Who to watch: Gophers forward Amanda Kessel sat out the entire international season because of a lower-body injury but is expected to be at full strength in Sochi. She’s likely to team with Brianna Decker and Kendall Coyne on a line that has been called the fastest in the world. Goaltenders Jessie Vetter and Molly Schaus have been equally solid.
History: Since Nagano, the Americans have lost to Canada in the gold medal game in 2002 and 2010 and won bronze in ’06.
SILVER MEDAL CANADA
Five-time Olympian Hayley Wickenheiser will carry Canada’s flag in the Opening Ceremony. But can she carry her team to a fourth consecutive gold medal? In the nation that invented the game, the unrelenting pressure to win already has claimed coach Dan Church, who quit in December and was replaced by former NHL player and coach Kevin Dineen. Wickenheiser also has been replaced as captain, by former Minnesota Duluth forward Caroline Ouellette. Canada is 4-3-1 in international play this season and went 11-18 against midget boys’ teams. The disarray — and a 1-10 record since Church’s departure — has put a rare hitch in Canada’s swagger.
Who to watch: The three oldest players on the team — Wickenheiser (35), Ouellette (34) and Jayna Hefford (36) — are among its top four scorers. Forward Marie-Philip Poulin, who scored both goals in the 2010 gold medal victory over the U.S., has missed several games because of an injury but remains one of Canada’s most dynamic players when healthy.
History: Canada has not lost a game at the Olympics since falling to the Americans in the gold medal game in 1998.
BRONZE MEDAL FINLAND
The Finns remain a notch below the U.S. and Canada in the hierarchy of women’s hockey, but they have been the most consistent of any of the nations in that second tier. Former Gophers goaltender Noora Raty, who owns NCAA records for victories (114) and shutouts (43), is the major reason why they are favored to win their third Olympic medal. Raty stopped 58 shots in an upset of the U.S. at the Four Nations Cup in November. Over the 14-year history of the women’s world championships, Finland has won 10 bronze medals and finished fourth in its other four appearances.
Who to watch: Raty may be the best goaltender in the tournament.

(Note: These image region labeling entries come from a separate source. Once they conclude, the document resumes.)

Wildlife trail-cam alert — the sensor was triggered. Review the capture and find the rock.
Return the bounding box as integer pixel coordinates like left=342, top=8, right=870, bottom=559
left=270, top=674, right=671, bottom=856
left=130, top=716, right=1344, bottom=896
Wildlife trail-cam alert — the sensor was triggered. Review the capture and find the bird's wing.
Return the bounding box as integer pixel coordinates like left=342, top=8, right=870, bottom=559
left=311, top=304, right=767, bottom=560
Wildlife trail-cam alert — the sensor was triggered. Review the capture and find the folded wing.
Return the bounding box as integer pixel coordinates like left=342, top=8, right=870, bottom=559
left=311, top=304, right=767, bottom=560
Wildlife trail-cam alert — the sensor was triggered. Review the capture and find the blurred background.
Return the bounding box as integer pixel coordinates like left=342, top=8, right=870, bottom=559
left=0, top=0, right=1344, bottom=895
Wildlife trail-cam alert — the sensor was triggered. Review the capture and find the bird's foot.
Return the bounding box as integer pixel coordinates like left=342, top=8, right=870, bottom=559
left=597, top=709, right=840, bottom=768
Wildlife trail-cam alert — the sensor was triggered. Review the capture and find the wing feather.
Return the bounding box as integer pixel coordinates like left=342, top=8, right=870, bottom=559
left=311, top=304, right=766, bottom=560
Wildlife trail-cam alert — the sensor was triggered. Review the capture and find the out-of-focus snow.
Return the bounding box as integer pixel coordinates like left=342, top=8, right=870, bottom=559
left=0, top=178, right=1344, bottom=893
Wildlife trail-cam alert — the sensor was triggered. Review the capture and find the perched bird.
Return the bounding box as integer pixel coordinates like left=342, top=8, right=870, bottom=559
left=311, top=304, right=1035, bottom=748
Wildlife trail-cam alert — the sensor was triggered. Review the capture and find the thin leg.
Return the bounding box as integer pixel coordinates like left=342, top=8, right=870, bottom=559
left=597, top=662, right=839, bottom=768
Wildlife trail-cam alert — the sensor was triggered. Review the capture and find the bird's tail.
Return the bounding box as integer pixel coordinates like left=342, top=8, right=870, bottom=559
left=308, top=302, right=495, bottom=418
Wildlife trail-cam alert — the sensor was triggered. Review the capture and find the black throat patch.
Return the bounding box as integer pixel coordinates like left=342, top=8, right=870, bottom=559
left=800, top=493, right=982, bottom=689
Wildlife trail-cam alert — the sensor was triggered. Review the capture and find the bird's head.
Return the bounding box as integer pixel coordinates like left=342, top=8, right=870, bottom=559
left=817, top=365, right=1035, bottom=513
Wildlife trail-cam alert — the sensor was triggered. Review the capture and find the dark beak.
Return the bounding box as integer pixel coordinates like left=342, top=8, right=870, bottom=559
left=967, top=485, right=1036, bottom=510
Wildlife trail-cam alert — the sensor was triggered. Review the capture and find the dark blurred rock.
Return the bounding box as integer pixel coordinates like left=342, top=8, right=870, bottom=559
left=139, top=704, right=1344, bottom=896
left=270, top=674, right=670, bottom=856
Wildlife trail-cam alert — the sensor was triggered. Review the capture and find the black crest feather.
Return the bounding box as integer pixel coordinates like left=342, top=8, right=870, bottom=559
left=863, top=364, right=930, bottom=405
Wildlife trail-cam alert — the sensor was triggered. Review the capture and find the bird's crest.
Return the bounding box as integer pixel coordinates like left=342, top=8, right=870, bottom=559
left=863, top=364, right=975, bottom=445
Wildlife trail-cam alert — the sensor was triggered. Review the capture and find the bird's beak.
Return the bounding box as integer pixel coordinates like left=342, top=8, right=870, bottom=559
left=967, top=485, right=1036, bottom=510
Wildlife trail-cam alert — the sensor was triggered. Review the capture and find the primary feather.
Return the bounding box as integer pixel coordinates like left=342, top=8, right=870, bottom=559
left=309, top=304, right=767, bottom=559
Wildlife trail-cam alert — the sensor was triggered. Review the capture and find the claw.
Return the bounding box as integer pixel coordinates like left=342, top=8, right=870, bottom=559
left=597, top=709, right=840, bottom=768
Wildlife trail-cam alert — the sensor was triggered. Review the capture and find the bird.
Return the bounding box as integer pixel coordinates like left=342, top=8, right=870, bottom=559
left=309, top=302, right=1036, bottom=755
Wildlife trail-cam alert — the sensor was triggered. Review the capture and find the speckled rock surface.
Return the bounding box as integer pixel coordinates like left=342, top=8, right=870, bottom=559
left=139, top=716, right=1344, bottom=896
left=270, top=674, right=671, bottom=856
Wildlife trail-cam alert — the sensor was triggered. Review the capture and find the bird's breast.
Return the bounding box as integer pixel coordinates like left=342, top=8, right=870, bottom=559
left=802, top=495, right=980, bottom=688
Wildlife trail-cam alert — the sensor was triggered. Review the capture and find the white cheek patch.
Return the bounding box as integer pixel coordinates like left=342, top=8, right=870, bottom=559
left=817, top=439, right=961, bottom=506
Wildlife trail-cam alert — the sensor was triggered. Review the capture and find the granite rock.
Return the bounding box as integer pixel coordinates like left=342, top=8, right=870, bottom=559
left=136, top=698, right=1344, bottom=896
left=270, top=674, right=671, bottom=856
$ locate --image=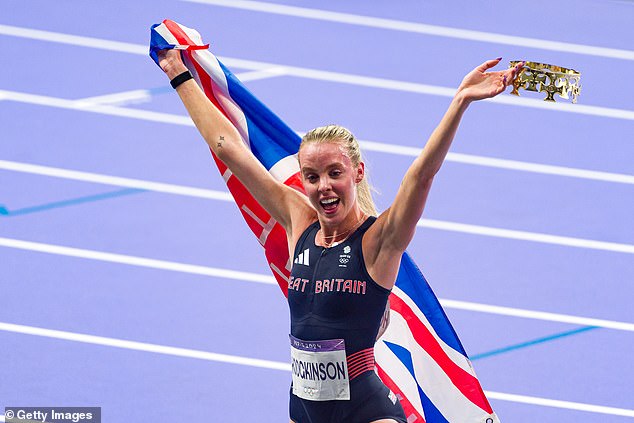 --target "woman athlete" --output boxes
[159,50,522,423]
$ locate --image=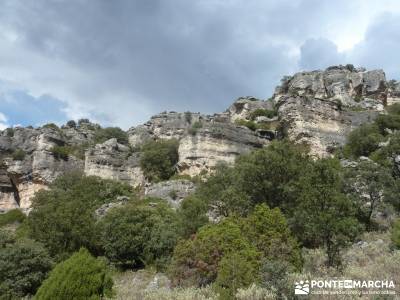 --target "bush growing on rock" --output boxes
[0,231,53,299]
[27,172,131,259]
[170,205,302,292]
[140,140,179,182]
[35,248,113,300]
[99,202,178,268]
[344,124,383,157]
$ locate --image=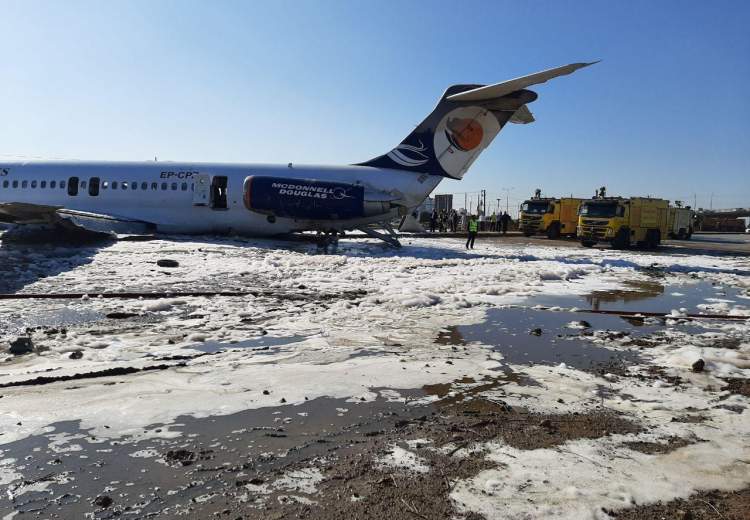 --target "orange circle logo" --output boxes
[445,117,484,152]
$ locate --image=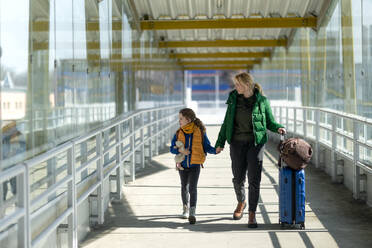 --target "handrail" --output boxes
[272,105,372,202]
[0,105,183,248]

Her former Gophers teammate, 6-foot defenseman Mira Jalosuo, currently plays pro hockey in Russia and is an experienced international player. Other current and former WCHA players on Finland’s roster include Michelle Karvinen and Susanna Tapani (North Dakota), Nina Tikkinen (Minnesota State Mankato) and Tea Villila (UMD).
History: Finland won Olympic bronze in 1998 and 2010 and was fourth in 2002 and 2006.